Especialista da Associação Brasileira dos Mutuários da Habitação analisa prós e contras de incentivo do BC a bancos privados para facilitar financiamento
Com a decisão anunciada pelo Banco Central (BC), os bancos privados ganharam um incentivo para financiar mais de 80% do valor do imóvel. Antes da mudança, os bancos que financiassem até esse percentual, nas operações enquadradas como de varejo, eram obrigados a deixar 75% do empréstimo parado no caixa como requerimento de capital. Para operações mais caras, não consideradas como de varejo, a exigência subia para 100% do valor. Assim, até o mutuário terminar de pagar o empréstimo, o banco não podia mexer nesse dinheiro.

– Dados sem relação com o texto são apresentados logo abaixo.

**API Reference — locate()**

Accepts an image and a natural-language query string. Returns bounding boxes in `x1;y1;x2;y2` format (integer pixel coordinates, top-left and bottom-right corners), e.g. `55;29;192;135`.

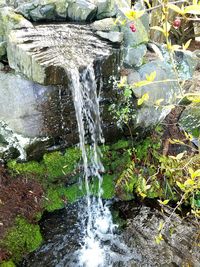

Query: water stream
69;64;131;266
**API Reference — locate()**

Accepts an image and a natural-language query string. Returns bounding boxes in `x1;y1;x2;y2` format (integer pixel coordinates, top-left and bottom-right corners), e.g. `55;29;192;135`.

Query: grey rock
127;70;141;84
125;60;181;128
176;50;199;79
134;60;180;105
0;7;33;38
15;3;37;20
123;205;200;266
124;44;147;67
91;18;117;32
0;62;4;69
0;0;6;7
29;6;45;21
29;4;56;21
135;106;173;128
179;103;200;137
96;31;123;43
134;0;150;30
6;23;112;85
67;0;97;21
90;0;116;19
120;19;149;47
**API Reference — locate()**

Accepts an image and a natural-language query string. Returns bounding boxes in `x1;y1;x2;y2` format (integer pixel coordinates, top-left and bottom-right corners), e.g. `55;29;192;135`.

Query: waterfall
69;64;132;267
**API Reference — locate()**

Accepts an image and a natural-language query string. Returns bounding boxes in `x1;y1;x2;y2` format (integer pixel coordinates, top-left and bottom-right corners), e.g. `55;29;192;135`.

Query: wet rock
122;205;200;266
0;25;122;159
6;23;112;85
124;44;147;67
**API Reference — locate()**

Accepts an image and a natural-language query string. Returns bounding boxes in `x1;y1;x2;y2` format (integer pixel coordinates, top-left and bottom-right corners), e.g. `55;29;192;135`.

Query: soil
0;165;43;261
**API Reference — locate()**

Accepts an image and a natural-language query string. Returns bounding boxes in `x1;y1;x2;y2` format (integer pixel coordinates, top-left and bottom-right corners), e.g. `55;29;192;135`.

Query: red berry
130;23;136;32
173;18;181;29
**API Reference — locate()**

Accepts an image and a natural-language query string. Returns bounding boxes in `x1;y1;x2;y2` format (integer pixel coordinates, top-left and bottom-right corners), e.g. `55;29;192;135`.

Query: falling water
69;65;132;267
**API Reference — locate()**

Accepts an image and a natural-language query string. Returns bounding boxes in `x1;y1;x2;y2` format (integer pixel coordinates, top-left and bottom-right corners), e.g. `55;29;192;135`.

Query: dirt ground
0;165;43;261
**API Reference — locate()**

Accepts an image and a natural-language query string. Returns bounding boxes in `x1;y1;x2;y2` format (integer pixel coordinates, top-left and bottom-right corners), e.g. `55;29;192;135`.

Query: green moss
45;184;85;212
7;147;81;184
43;148;81;181
45;175;115;212
110;140;130;150
1;218;42;262
0;261;16;267
7;160;45;176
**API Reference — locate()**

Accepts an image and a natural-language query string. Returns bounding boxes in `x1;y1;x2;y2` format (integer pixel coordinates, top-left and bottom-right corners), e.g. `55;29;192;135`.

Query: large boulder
125;60;182;128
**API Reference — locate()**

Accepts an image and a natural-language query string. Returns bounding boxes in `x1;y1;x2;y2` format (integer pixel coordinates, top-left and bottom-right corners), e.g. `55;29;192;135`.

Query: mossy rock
45;174;115;212
7;147;81;184
1;217;42;262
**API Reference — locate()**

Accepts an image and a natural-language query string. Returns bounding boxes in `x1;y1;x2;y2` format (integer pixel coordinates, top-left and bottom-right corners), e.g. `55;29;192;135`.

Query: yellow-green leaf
155;98;164;106
176;152;185;160
146;71;156;82
182;39;192;50
158;221;164;231
184;5;200;14
158;199;170;205
151;26;164;33
167;4;184;15
184;179;195;186
176;181;185;190
155;233;164;244
133;80;151;88
137;93;149;106
144;0;151;8
124;9;145;20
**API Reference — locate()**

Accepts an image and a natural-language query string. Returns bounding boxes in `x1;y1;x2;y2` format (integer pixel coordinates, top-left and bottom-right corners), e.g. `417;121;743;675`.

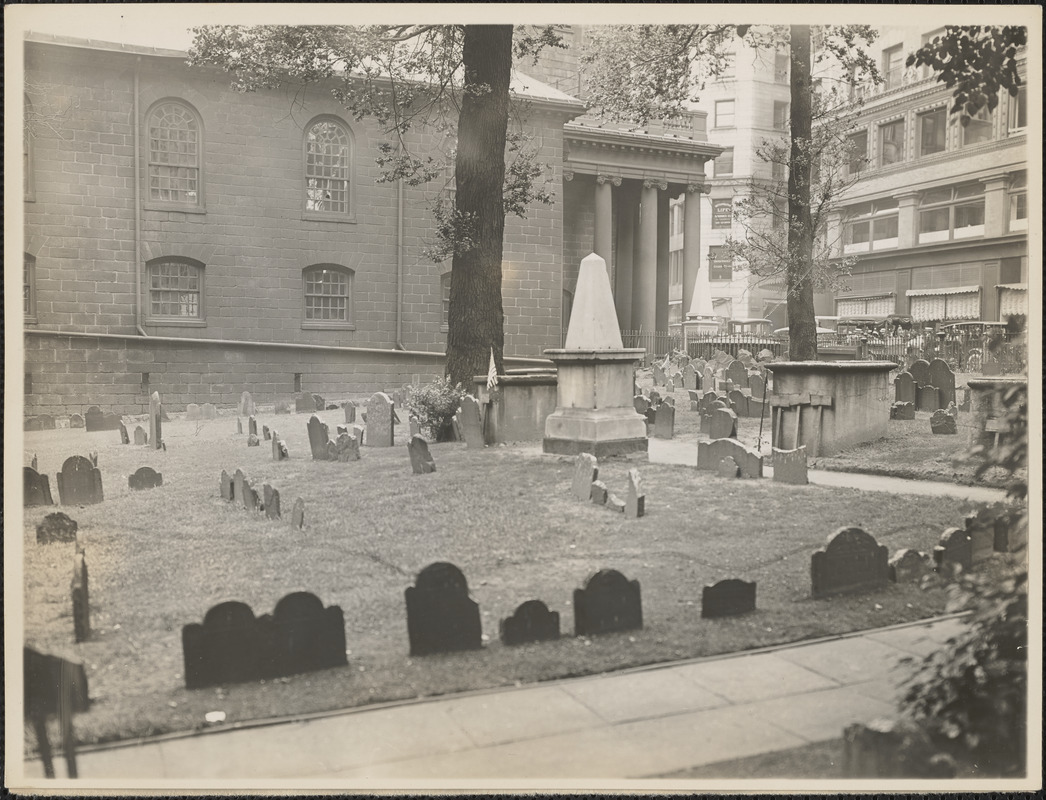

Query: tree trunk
786;25;818;361
445;25;512;388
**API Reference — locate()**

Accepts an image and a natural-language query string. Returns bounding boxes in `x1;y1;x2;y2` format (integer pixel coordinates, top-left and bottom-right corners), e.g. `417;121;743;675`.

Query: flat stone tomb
25;466;54;506
366;392;395;447
72;550;89;643
458;395;485;448
500;599;560;646
811;527;889;599
405;562;482;656
573;453;598;502
57;456;104;506
408;435;436;474
181;592;347;689
128;467;163;490
701;578;756;618
37;511;78;544
573;569;642;637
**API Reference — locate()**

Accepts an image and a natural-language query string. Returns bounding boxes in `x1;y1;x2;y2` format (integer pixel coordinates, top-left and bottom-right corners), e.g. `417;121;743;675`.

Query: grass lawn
20;401;1002;751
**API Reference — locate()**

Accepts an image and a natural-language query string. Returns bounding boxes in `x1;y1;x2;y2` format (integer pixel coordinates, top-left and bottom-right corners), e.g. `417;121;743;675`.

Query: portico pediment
565;123;722;184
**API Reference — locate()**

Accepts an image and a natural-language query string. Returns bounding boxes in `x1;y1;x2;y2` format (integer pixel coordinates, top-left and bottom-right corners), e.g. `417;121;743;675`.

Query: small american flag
486;347;499;391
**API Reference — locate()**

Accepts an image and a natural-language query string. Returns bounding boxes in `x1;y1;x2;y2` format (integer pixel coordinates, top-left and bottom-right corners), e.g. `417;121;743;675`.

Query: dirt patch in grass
20;405;1004;750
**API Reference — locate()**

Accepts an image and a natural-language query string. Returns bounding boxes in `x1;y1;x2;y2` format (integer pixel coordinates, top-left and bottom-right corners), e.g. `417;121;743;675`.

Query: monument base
542;407;648;457
543;436;648;458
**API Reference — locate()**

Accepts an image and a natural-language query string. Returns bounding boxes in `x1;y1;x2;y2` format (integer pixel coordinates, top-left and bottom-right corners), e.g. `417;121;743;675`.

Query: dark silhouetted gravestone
128;466;163;490
728;389;749;419
889;549;933;583
328;432;361;462
262;425;271;441
295;392;316;413
717;456;739;478
405;562;482;656
343;401;357;424
72;550;89;642
233;469;246;504
237;418;243;435
709;407;738;440
653;403;675;439
408;435;436;474
57;455;103;505
927;359;955;409
500;600;560;646
458;395;485;448
248;416;258;436
634;395;650;415
24;646;90;779
268;592;347;678
291;498;305;529
811;527;889;599
701;579;756;618
307;415;331;460
37;512;78;544
247;433;261;447
119;422;130;444
626;468;645;518
933;527;971;577
930;410;957;435
573;569;642;637
908;359;931;387
724;359;748;389
238;391;255;417
773;446;808;485
133;426;148;445
366;392;395;447
590;479;609;505
69;413;85;429
890;401;915;420
183;601;265;689
220;470;233;501
25;466;54;506
149;392;163;450
263;484;281;520
186;403;202;421
573;453;598;502
916;385;939;413
202;403;217;420
698;438;763;478
894;372;916;405
84;407;106;432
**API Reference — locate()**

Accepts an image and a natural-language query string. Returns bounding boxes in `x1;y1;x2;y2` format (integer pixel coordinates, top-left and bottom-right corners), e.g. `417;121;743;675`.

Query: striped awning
994;283;1027;291
906;285;981;297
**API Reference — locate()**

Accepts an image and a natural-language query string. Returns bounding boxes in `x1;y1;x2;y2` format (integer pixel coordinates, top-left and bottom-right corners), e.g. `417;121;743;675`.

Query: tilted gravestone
934;527;972;576
186;403;202;421
128;467;163;490
408;435;437;474
724;359;748;390
25;467;54;506
343;401;357;424
500;600;560;646
148;392;163;450
37;512;78;544
365;392;395;447
328;432;361;462
291;498;305;529
908;359;931;387
119;422;130;444
772;446;808;485
69;413;85;429
272;432;289;461
687;390;702;412
728;389;749;419
262;425;271;441
405;562;482;656
889;549;933;583
573;453;598;502
927;359;955;409
890;401;915;420
242;479;261;512
220;470;233;501
202;403;217;420
248;416;258;436
717;456;740;478
701;579;756;618
682;363;698;391
133;426;148;445
652;362;666;386
916;385;940;413
930;409;957;435
811;527;889;599
652;403;675;439
709;407;738;440
263;484;281;520
351;424;366;447
894;372;916;405
698;438;763;479
233;469;246;504
307;415;332;460
573;569;642;637
247;433;261;447
458;395;486;448
590;479;609;505
626;468;645;519
57;456;104;505
238;391;255;417
72;550;89;643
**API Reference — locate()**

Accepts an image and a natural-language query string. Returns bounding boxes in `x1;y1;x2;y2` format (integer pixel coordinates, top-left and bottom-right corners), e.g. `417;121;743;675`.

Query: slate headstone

Agora, o BC autorizou que, quando o cliente começar a pagar as parcelas e estiver devendo 80% do imóvel, o banco deixe apenas 35% do total do empréstimo imobilizado. Dessa forma, a instituição financeira terá mais dinheiro para conceder novos financiamentos. Com a decisão, os financiamentos de pelo menos 80% do valor do imóvel passarão a ter o mesmo tratamento das operações abaixo desse limite, que tinham requerimento de capital de 35%.
De acordo com o presidente da Associação Brasileira dos Mutuários da Habitação (ABMH), Lúcio Delfino, ao mesmo que o Governo Federal anuncia a diminuição dos recursos do FGTS destinados à habitação, o Banco Central tenta estimular os bancos privados a emprestarem mais. “De certa forma, com a decisão, o Governo Federal assume que tem dificuldades de operar recursos destinados à habitação e tenta transferir parte da carteira imobiliária para o setor privado”, avalia.
Um indício desta dificuldade é que, recentemente, a Caixa Econômica Federal divulgou balanço demonstrando que a inadimplência dos beneficiários da faixa um do programa Minha Casa Minha Vida chega a 25%, considerando os mutuários que possuem pelo menos três parcelas em atraso, com lembra Delfino. “É justamente a faixa de renda que possui maiores subsídios, na qual o FGTS aporta mais recursos.”
Diante disso, o advogado observa que as notícias devem ser analisadas por dois ângulos. Com relação à diminuição dos investimentos do FGTS, o anúncio é negativo, conforme Delfino. Isso porque, segundo ele, infelizmente, só o Governo Federal possui condições de atender à faixa de renda de pessoas que ganham até três salários mínimos, pois são financiamentos que dependem de subsídios. “Tratam-se de programas de cunho social, e não de empréstimos ligados ao sistema financeiro. Além disso, o corte de recursos acaba afetando a economia como um todo, já que, com menos dinheiro em caixa, menos unidades são construídas, esfriando ainda mais o setor da construção civil, que responde por parte considerável do PIB e dos empregos no país”, analisa.
Por outro lado, ele ressalta que é necessário melhorar a gestão dos recursos do Fundo de Garantia aplicados em programas de habitação popular, para que o Sistema Financeiro da Habitação não seja comprometido ainda mais. “Não se trata de falta de renda. Além das prestações baixas, o beneficiário do programa MCMV pode recorrer ao Fundo Garantidor em caso de perda de renda, deixando de pagar as prestações durante o período de revés financeiro. A questão é de gestão e cabe à Caixa Econômica Federal descascar esse abacaxi”, pontua.
Por outro lado, estimular a transferência de parte da carteira do sistema financeiro imobiliário ao setor privado é uma notícia positiva. Com tratam-se de financiamentos que, praticamente, não possuem subsídios, por isso mesmo, a concorrência é a melhor opção para diminuir a taxa de juros e as condições dos empréstimos. “Além disso, o financiamento imobiliário tem uma das menores taxas de risco de crédito, o que é bom para os bancos, e pode representar uma alternativa ao mercado imobiliário. Cabe ao candidato à casa própria pesquisar, negociar, e optar pelas condições que melhor atendam sua realidade financeira”, aconselha Delfino.